AlexandrovLab / SigProfilerClusters

Tool for analyzing the inter-mutational distances between SNV-SNV and INDEL-INDEL mutations. Tool separates mutations into clustered and non-clustered groups on a sample-dependent basis.
BSD 2-Clause "Simplified" License
11 stars 1 forks source link

rainfallPlots is missing. #12

Closed xysj1989 closed 2 years ago

xysj1989 commented 2 years ago

Dear developer,

I tried to tested the example code of SigProfilerClusters at (https://osf.io/qpmzw/wiki/5.%20Quick%20Start%20Example/)

My input file is BRCA-UK_SP116353.snv_mnv.vcf

My code is as following:

from SigProfilerMatrixGenerator.scripts import SigProfilerMatrixGeneratorFunc as matGen from SigProfilerMatrixGenerator import install as genInstall from SigProfilerSimulator import SigProfilerSimulator as sigSim from SigProfilerClusters import SigProfilerClusters as hp

Output_Dir = "/Users/z-1-Test/SigProfilerClusters-test"

sigSim.SigProfilerSimulator("BRCA", Output_Dir, "GRCh37", contexts = ['288'], chrom_based=True, simulations=100) hp.analysis("BRCA", "GRCh37", "96", ["96"], Output_Dir)

However, in my output Dir (/Users/z-1-Test/SigProfilerClusters-test/plots), I can only get BRCA_intradistance_plots_288_corrected.pdf.

There is no rainfallPlots_clustered_project_corrected.pdf

Is there something wrong with the example code or current package?
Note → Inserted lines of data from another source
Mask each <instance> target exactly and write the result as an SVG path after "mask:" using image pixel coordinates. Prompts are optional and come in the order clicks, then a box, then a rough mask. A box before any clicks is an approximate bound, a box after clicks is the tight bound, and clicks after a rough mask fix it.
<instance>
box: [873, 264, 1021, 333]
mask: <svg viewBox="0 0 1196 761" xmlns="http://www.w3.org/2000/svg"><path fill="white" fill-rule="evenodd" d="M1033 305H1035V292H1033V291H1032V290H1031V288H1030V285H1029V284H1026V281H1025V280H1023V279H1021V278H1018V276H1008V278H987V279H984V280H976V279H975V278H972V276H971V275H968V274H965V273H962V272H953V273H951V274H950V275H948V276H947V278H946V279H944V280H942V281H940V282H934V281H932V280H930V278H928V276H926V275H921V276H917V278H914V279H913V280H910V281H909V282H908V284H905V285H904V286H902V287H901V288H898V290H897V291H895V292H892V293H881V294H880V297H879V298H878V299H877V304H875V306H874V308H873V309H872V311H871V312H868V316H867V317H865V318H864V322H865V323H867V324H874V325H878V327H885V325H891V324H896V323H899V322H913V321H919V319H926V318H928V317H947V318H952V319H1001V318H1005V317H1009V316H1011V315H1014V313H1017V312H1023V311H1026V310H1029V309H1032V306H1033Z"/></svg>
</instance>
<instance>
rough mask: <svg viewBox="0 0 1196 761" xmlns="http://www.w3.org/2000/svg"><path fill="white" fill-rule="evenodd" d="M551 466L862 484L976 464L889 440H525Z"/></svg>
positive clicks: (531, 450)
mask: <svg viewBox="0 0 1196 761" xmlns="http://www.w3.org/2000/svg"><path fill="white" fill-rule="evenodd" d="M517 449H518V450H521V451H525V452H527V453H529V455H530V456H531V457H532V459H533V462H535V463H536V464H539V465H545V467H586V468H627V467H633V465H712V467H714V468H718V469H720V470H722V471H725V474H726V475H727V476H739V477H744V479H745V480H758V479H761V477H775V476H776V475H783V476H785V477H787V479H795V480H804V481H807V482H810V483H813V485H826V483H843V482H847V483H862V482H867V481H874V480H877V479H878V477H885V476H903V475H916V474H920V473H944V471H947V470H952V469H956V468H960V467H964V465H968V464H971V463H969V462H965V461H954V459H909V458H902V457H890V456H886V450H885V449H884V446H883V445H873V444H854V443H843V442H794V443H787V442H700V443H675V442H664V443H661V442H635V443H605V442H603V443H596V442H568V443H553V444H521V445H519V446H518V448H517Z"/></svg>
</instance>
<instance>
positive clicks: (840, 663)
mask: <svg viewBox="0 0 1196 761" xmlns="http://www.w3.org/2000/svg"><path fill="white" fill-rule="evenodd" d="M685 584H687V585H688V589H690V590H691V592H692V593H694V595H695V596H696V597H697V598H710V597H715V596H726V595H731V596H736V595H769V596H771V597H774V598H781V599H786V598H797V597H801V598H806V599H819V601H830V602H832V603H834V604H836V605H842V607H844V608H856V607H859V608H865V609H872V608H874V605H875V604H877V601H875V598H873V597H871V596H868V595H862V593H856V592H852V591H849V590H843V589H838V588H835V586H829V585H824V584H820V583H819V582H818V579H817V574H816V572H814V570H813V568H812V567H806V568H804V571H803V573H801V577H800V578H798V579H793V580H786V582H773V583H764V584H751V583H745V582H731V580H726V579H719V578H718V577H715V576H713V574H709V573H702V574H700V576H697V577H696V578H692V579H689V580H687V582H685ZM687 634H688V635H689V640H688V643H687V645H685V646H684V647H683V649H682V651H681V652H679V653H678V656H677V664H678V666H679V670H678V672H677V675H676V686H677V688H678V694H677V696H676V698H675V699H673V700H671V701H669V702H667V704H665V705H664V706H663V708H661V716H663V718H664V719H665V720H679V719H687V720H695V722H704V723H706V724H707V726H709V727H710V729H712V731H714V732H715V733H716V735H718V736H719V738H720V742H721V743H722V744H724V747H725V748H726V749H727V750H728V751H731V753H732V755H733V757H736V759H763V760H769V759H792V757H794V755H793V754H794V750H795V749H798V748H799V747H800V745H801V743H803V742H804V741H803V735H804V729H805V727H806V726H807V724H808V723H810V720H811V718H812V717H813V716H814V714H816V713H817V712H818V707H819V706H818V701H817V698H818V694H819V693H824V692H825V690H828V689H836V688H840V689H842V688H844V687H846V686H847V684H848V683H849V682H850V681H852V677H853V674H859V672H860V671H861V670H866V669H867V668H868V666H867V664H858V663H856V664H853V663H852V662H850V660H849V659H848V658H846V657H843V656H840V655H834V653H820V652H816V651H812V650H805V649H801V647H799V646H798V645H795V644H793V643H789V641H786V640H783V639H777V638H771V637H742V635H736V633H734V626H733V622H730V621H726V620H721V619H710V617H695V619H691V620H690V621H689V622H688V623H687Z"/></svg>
Or do you have extra parameters for the rainfallPlots ?

Thanks

ebergstr commented 2 years ago

Hi,

You will need to set subClassify=True. The rainfall plot relies on the subclassifications of clustered events, so without these categories, the rainfall plot is not produced.

I will close this issue, but please feel free to reopen if you experience further issues!

xysj1989 commented 2 years ago

Thanks for your reply. This time I try the following commands:

hp.analysis("BRCA", "GRCh37", "96", ["96"], subClassify=True, Output_Dir)

hp.analysis("BRCA", "GRCh37", "96", ["288"], Output_Dir, analysis="all", sortSims=True, subClassify=True, correction=True, calculateIMD=True, max_cpu=4, TCGA=True, sanger=False)

But the rainfall plot is still missing.

Here is the output from my terminal, with no errors reported.

====================================== Beginning SigProfilerClusters Analysis

Calculating mutational distances...Completed! Determining sample-dependent intermutational distance (IMD) cutoff...Completed!

Analyzing clustered mutations... Starting matrix generation for SNVs and DINUCs...Completed! Elapsed time: 2.06 seconds. Matrices generated for 1 samples with 0 errors. Total of 2257 SNVs, 701 DINUCs, and 0 INDELs were successfully analyzed.

Analyzing non-clustered mutations... Starting matrix generation for SNVs and DINUCs...Completed! Elapsed time: 1.83 seconds. Matrices generated for 1 samples with 0 errors. Total of 1198 SNVs, 0 DINUCs, and 0 INDELs were successfully analyzed.

Plotting SigProfilerClusters Results...Completed!

MousumyCSE commented 2 years ago

Hi, Can you please add a forward slash(/) when you mentioned the output directory and run again? For example: Output_Dir = "/Users/z-1-Test/SigProfilerClusters-test/"

Hope that solve your problem and let me know if you had any issues.

xysj1989 commented 2 years ago

Hi, Can you please add a forward slash(/) when you mentioned the output directory and run again? For example: Output_Dir = "/Users/z-1-Test/SigProfilerClusters-test/"

Hope that solve your problem and let me know if you had any issues.

The code works now! Thanks very much for your reply! This is really an interesting point. Without the slash, everything goes well, except for subclassification.